The double-decker cruise ship embarks at 10 p.m. every Saturday for a three-hour harbor cruise that offers dancing to a top reggae band such as Urban Dread or Kindred, plus cocktails and scenery that includes unique views of the downtown skyline, the Queen Mary and the dome that formerly housed the Spruce Goose, in addition to the industrial fantasyscape. Other weekend cruises feature live blues music.

The boat is surprisingly roomy. On the first level, a semi-enclosed space shelters the stage and a small dance floor, the bar and some benches, while the big deck upstairs is open to the sky. Women in shorts and bustiers better suited to a steamy indoor venue like Glam Slam seem oblivious to the chilly breeze, while a couple in grunge-inspired lumberjack shirts seems to huddle together for warmth.

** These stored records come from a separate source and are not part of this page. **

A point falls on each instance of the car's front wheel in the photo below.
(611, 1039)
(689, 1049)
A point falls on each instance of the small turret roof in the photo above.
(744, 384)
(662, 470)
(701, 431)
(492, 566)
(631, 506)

A man on a bench talks into his cellular phone while his date gazes out across the water. Later they leave, and another man sits down and whips out his phone while his date sighs and stares. But most people are dancing and cuddling by turns, sipping tropical cocktails and singing along to the sounds of Urban Dread.

It's an eclectic crowd--young, well-heeled and multiethnic.

"People come from all over, from as far away as Riverside and San Bernardino," manager Carin Lundahl says. "It's a special occasion for most people, a lot of birthdays. Sometimes the band plays a little calypso, and when that happens, someone always says, 'Let's limbo!' and they get out the broom we keep behind the bar. We also have some regulars. One couple came on their first date, then came back the next weekend. Later they got engaged on the boat."

Capt. Bob Kimall is qualified to perform marriages, and if you reserve in advance, he'll wear his dress uniform for the occasion. Conversely, if your date is not working out, he'll let you visit with him in the cockpit and even try your hand at steering the boat in open waters.

Holidays are big, and reservations are already being taken for this year's Halloween Party, which will be the first cruise to use a new 300-passenger boat. "The costumes always get really outrageous," Lundahl says. "It's the event of the year."

Let all be forewarned that the Reggae Boat is uncharacteristic of most reggae events in two vital respects: One, there is positively no hemp smoking aboard, and two, this boat leaves on time. "Anyone caught smoking anything but tobacco will be dropped off at the harbor patrol office," Capt. Bob announces as the boat pulls away from the dock at exactly 10:02.

"No one ever gets seasick," Lundahl says. "Well, except on Valentine's Day, when we give each couple a bottle of champagne."

*

Where: Star Party Cruises, Seaport Village, 140 Marina Drive, Long Beach; (310) 431-6833.

When: Reggae 6 p.m., 10 p.m. Saturdays, 2 p.m. Sundays. Blues on Fridays 8 p.m., Sundays 6 p.m.

Cost: Saturday night reggae $27 (includes two drinks), Sundays $20. Blues cruises $15. Beer, wine and cocktails $3, well drinks $3.50.